まるで助けた自分に酔っているような仕草で手のひらを額に添え天を仰いだ男にイブキはひくつく口元を隠すように振袖を口元にあてた。

空も夕暮れ時だ、そろそろ帰らねばとイブキが思案していれば男が「んんっ」とこれまたわざとらしく咳を零した。


「ところで、貴方はこの国の姫様であられるので…?」

「はい。わたくしは女ノ国統領椿の娘、イブキでございまする」

「ナルホド!ああ、でしたらこれも何かの縁…!どうかこの旅の紳士と一度お茶を共にしてくださいませんか?」


「え…?」と嫌悪に歪む口を見られまいと鼻まで口元を袖で覆えば、イブキの気苦労も露知らず大男は恭しくその大きな身体を曲げた。


「申し遅れました、わたくしマシューと申します。以後、お見知りおきを…」


パチンと軽くウインクを飛ばす彼に、イブキの肌が泡立つ。危険だ、これはいわゆるナンパだ。

きっと自分のことがかっこいいと思っているのだろう、低い猫なで声で誘うマシューにイブキは慣れた愛想笑いが崩壊してしまいそうだった。

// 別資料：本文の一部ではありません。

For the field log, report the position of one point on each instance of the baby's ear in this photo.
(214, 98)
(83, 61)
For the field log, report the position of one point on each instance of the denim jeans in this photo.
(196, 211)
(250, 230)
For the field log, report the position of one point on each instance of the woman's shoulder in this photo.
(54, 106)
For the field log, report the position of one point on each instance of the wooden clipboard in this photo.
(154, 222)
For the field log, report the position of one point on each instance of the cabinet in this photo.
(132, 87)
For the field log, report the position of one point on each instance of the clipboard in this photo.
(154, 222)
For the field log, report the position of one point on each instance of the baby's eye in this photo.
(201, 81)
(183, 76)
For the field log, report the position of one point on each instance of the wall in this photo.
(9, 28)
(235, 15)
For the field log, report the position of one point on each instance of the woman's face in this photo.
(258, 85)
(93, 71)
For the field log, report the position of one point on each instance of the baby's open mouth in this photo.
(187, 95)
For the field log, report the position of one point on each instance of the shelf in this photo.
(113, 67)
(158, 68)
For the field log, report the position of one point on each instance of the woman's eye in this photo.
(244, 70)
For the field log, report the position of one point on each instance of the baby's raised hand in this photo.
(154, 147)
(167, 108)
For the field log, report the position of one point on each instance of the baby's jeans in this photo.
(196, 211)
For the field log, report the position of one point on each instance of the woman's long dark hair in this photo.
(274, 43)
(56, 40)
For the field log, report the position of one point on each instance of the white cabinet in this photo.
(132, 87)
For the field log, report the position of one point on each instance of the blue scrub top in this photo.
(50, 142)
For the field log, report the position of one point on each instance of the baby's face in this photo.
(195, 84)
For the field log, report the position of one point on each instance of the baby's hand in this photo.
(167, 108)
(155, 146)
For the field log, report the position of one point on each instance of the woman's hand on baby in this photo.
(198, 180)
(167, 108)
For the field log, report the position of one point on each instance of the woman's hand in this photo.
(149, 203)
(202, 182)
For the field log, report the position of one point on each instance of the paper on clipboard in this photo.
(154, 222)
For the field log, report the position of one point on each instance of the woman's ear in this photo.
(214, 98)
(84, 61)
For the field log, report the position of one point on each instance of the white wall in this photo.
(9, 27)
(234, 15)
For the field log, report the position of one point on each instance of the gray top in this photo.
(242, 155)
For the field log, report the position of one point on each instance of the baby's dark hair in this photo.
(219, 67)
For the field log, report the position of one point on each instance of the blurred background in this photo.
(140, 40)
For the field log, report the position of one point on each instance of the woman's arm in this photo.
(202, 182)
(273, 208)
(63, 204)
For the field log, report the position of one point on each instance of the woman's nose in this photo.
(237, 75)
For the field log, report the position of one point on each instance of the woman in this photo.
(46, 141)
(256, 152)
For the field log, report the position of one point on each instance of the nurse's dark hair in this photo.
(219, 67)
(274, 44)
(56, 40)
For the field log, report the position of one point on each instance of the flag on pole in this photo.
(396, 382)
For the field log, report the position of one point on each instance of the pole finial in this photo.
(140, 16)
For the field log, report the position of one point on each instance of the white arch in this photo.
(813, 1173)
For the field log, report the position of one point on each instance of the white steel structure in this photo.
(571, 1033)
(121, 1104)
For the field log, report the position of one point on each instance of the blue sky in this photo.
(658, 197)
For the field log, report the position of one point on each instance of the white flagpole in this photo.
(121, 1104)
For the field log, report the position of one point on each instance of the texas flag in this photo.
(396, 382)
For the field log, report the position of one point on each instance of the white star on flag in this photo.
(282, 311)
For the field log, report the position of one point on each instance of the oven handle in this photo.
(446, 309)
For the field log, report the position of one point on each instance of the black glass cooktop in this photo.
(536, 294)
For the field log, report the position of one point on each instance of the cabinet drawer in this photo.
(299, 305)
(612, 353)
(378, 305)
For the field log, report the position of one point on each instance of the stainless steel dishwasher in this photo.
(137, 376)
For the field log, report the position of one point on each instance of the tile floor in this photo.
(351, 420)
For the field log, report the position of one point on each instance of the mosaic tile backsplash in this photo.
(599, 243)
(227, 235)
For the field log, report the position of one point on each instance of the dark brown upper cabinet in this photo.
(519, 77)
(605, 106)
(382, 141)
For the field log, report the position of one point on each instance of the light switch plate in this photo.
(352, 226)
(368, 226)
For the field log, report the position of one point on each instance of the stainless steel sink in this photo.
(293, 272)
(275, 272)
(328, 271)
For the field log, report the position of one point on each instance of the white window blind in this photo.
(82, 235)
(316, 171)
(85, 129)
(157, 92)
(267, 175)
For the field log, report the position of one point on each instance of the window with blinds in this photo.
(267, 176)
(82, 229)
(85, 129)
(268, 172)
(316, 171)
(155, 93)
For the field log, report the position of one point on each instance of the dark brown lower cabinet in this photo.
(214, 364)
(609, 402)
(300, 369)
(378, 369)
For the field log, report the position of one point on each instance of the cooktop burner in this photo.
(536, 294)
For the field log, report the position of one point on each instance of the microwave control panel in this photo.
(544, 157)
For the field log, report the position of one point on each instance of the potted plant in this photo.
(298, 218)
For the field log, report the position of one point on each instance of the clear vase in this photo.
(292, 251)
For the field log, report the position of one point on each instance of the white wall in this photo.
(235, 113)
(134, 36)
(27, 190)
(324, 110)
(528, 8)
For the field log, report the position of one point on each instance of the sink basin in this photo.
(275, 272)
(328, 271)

なによりこんな怪しい人物、奇怪な術を使ったところをみると只者ではないと見ていた。


「あ、ご、ごめんなさいマシュー様…わたくしもうお城に帰らねばなりませぬ故…」

「嗚呼!そうでしたね、姫様は門限付きとはよく言ったもの…どうか!このマシューの御無礼、お許しください…」

「は、はぁ…」

「それでは!また何かのご縁があれば!その時まで是非に!」


舞台俳優か何かなのであろうか?

大げさに悲しみと再会を夢見るセリフを宣言した彼は、これまた足取り軽くカンカン帽をひらりと宙で翻してから去っていった。

ぱらりと、結っていた黒髪一本だけ頬を流れた。


人気がなくなった城下でイブキは人知れず「はあ」とため息を零し。


先程の争いを早く忘れようと、小走りで城への裏通りへと向かうのであった。